94 Views Asked by At

I have a very big file that I need to parse. I don't need any of the lines up to '&'. I just need the information after the '&' in the file. How do I delete the lines before the '&'? This is what I have so far:

import re

original_file = 'file.rpt'
file_copy = 'file_copy.rpt'

with open(original_file, 'r') as rf:
    with open(file_copy, 'r+') as wf:
        for line in rf:
            #if statement to write after the '&' has been encountered?
            wf.write(line)

Input file:

sample text1
sample text2
sample text3
sample text4
&sample text5
sample text6

expected output file:
&sample text5
sample text6

In the rpt file, it has 6 lines, lines 1-4 are information that isn't needed. I want to delete lines 1-4, so I can focus on lines 5 and 6.

2

There are 2 best solutions below

0
CodeSamurai777 On

A better and safer way would be to create a new file with smaller contents so that you can check the contents before deleting the old file.
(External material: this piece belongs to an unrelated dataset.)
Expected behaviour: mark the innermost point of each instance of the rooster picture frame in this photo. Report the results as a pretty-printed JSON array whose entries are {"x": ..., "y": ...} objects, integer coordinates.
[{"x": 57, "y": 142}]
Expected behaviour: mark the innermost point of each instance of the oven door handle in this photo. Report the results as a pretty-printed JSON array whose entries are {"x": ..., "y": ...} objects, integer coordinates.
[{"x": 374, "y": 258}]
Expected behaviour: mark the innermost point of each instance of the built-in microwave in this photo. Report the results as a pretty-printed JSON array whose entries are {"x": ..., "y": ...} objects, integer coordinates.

So my suggestion would look like this:


original_file = 'file.rpt'
file_copy = 'file_copy.rpt'
omit = True
with open(original_file, 'r') as rf:
    with open(file_copy, 'w') as wf:
        for line in rf:
            if "&" in line:
                omit = False
            if omit:
                continue
            else:
                wf.write(line)

This code will omit all the lines up to and excluding the line containing the &

You can also analyze the line with & symbol:

original_file = 'file.rpt'
file_copy = 'file_copy.rpt'
omit = True
with open(original_file, 'r') as rf:
    with open(file_copy, 'r+') as wf:
        for line in rf:
            if "&" in line:
                before,after = line.split("&")
                wf.write(after)
                omit = False
                continue
            if omit:
                continue
            else:
                wf.write(line)

The above will write also all the contents after & but in the same line omitting anything before & in the same line

EDIT

Also check if your opening the second file in a correct mode maybe you should use 'w' to truncate file first 'r+' will append to the contents of the file and I am not sure this is what you want

0
Mad Physicist On

You don't really need to modify your file if you just want to work with some portion of it. Using your original code, you can load the portion that you want:

def load_data(filename):
    with open(filename, 'r') as f:
        for line in f:
            if '&' in line:  # or if line.startswith('&'):
                break
        else:
            return []
        return [line] + list(f)

The function load_data will load in all the lines after the first & it encounters. You can then write the data to another file, out just process it as you choose.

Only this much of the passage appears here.